Highpoint Center for Printmaking is pleased to announce the opening of Hot Off The Press, an exhibition featuring 84 individual prints made by members of Highpoint’s artist cooperative. This is our 40th semi-annual, co-op members exhibition and we are ready to celebrate!
As usual, we are offering a 20% discount on all co-op member artwork during this opening event (July 22nd, 6:30 - 9pm) and during our gallery hours on Saturday (July 23rd, 12 - 4pm).
Hot Off the Press features recent work made by 35 members from Highpoint’s artist cooperative. The exhibition prints incorporate a wide variety of techniques and styles, including large-scale woodcuts, lithographs, screenprints, monotypes, and more! Most work will be available for purchase throughout the exhibition. Many of the 35 participating artists will be present for the opening reception, so it is a great chance to meet the people making the work!

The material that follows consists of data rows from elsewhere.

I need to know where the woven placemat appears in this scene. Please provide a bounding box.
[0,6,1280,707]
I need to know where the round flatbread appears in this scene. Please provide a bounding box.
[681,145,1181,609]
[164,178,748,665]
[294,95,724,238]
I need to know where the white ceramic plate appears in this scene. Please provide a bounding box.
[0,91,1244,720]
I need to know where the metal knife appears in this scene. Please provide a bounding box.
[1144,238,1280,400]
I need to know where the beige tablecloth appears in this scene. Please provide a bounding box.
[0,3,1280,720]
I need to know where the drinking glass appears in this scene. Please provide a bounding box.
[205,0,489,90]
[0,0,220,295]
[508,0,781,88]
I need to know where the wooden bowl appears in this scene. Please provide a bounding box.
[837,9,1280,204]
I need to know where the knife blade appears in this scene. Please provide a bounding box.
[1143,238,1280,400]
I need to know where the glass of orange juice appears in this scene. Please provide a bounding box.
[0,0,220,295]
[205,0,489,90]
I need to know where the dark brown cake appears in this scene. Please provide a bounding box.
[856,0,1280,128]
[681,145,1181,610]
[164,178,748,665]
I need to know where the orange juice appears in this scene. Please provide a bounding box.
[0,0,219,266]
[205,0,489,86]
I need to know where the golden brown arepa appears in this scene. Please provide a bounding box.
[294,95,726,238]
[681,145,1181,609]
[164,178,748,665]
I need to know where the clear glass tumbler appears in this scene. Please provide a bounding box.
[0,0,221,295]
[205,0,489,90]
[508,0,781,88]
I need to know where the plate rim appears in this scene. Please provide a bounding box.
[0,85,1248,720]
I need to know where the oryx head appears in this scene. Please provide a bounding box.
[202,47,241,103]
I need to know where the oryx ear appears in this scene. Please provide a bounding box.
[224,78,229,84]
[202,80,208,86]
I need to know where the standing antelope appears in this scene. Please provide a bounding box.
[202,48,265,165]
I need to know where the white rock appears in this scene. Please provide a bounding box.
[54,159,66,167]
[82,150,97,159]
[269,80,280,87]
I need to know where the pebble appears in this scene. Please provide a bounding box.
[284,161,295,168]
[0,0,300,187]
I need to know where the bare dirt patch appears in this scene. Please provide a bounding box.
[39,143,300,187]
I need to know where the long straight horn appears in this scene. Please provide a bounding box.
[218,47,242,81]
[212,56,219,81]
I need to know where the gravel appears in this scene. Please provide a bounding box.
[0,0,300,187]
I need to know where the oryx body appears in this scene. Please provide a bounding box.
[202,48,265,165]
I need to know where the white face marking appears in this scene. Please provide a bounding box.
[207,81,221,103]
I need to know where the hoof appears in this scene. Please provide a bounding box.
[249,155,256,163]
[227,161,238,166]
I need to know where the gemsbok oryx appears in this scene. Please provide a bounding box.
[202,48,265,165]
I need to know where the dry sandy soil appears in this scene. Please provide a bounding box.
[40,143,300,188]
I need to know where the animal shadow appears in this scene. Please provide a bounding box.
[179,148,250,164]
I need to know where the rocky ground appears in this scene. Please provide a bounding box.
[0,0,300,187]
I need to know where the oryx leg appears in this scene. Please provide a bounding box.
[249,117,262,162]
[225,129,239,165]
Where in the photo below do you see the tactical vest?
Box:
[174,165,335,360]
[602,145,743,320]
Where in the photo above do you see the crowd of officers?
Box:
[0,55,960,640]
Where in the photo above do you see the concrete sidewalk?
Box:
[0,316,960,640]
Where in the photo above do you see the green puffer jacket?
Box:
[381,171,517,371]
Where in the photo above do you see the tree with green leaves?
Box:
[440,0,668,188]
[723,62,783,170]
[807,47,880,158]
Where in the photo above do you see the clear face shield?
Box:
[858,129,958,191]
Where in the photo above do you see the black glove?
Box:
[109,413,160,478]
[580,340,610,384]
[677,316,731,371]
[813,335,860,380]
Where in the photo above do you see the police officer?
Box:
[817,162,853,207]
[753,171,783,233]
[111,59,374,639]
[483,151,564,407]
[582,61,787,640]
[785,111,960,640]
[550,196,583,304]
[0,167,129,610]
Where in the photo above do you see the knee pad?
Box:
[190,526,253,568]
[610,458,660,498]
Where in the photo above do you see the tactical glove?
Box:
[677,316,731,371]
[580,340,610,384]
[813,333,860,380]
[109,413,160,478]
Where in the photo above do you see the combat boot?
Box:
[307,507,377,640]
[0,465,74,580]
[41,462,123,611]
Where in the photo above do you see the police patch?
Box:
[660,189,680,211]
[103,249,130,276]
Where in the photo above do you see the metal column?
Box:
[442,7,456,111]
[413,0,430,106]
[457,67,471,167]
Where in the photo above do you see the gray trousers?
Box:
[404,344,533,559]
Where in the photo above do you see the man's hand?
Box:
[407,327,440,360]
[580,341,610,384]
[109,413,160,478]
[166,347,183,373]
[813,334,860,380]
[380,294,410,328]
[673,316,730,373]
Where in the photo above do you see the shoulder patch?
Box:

Scroll onward to see a small selection of the featured prints, and for additional information
Artists and artwork involved in the exhibition:
The Highpoint Cooperative Printshop currently hosts 60+ individual makers, from self-taught artists to life-long makers, educators, Jerome Residents, McKnight Fellows, scholarship recipients, Education and Studio Interns, and more! It is a vibrant and active community brought together for the love of printmaking processes. The cooperative printshop first opened in 2001, and a few of the members in this exhibition have been printing and taking classes at Highpoint since the very beginning!
Artist Highlight:
Meet Carl Nanoff. For the exhibition, Carl displays new works that represent some of the ideas he learned while studying architecture and art back in college, and the structure and forms he has worked with over the last 40 years as a draftsman and designer. As Carl neared the age of retirement, he returned to printmaking and joined Highpoint to develop ideas and printmaking techniques.
“Entropy is the first work of a series of prints titled Architectonic. The origins of Entropy began as a digital drawing. It was created as a large-scale print to both challenges myself and convey a combination of form and structure with artistically pleasing shapes – it represents some of my own observations related to aging. This work combines the left brain discipline that was required for work and the right brain chaos of my art.”
Entropy image also used on the Hot Off the Press postcard graphic.
Artist Highlight:
Meet Louise Fisher. Louise is a practicing artist and educator based in Minnesota, specializing in printmaking, photography, and installation. Within the printmaking umbrella, Louise creates relief, silkscreen, post-digital techniques (laser-cutting, digital printing), and also risograph and lithography. Louise has been practicing printmaking for 10 years and has been a co-op member of the Highpoint co-op since February 2021. Louise is currently an art instructor at the Normandale Community College, and also an active member of the Mid-America Print Council and Southern Graphic Council International (executive board 2019-2022).
Louise’s work investigates the built environment and architectural spaces, how natural and artificial light affects circadian rhythms and urban versus rural landscapes. “While day allows for productivity, night affords us contemplation, privacy, silence, intimacy, and most importantly – rest. Commonly overlooked, light pollution has drastically altered ecosystems, our biological rhythms, and our collective sense of wonder. For the Hot Off the Press Exhibition, I’ve been experimenting more with size (scale), materials, and process. I think the end result is a body of print work that’s a little untraditional. The smaller works will also be affordable and easy to fit in any space, and I hope a few of them will find a new home!”
About special guest musician Joe Haus: Like many of his generation, Joe Haus discovered the guitar while watching the Ed Sullivan Show on Sunday, February 9, 1964, when the Beatles performed. He started guitar lessons at Traficanti Music in the summer of 1967 and used his first paycheck from the MN State Fair to buy a good electric guitar. Discovering that the members of the band Chicago met in music school, he headed to college to learn music and take up the classical guitar. He studied with James McGuire. Since then he has played at weddings, art galleries, and other events and venues as a soloist and with flutist Kay Miller. As a soloist, he performs an eclectic mix of styles and genres. He has been a member of the Minnesota Guitar Society for many years and is currently the president of the board of directors.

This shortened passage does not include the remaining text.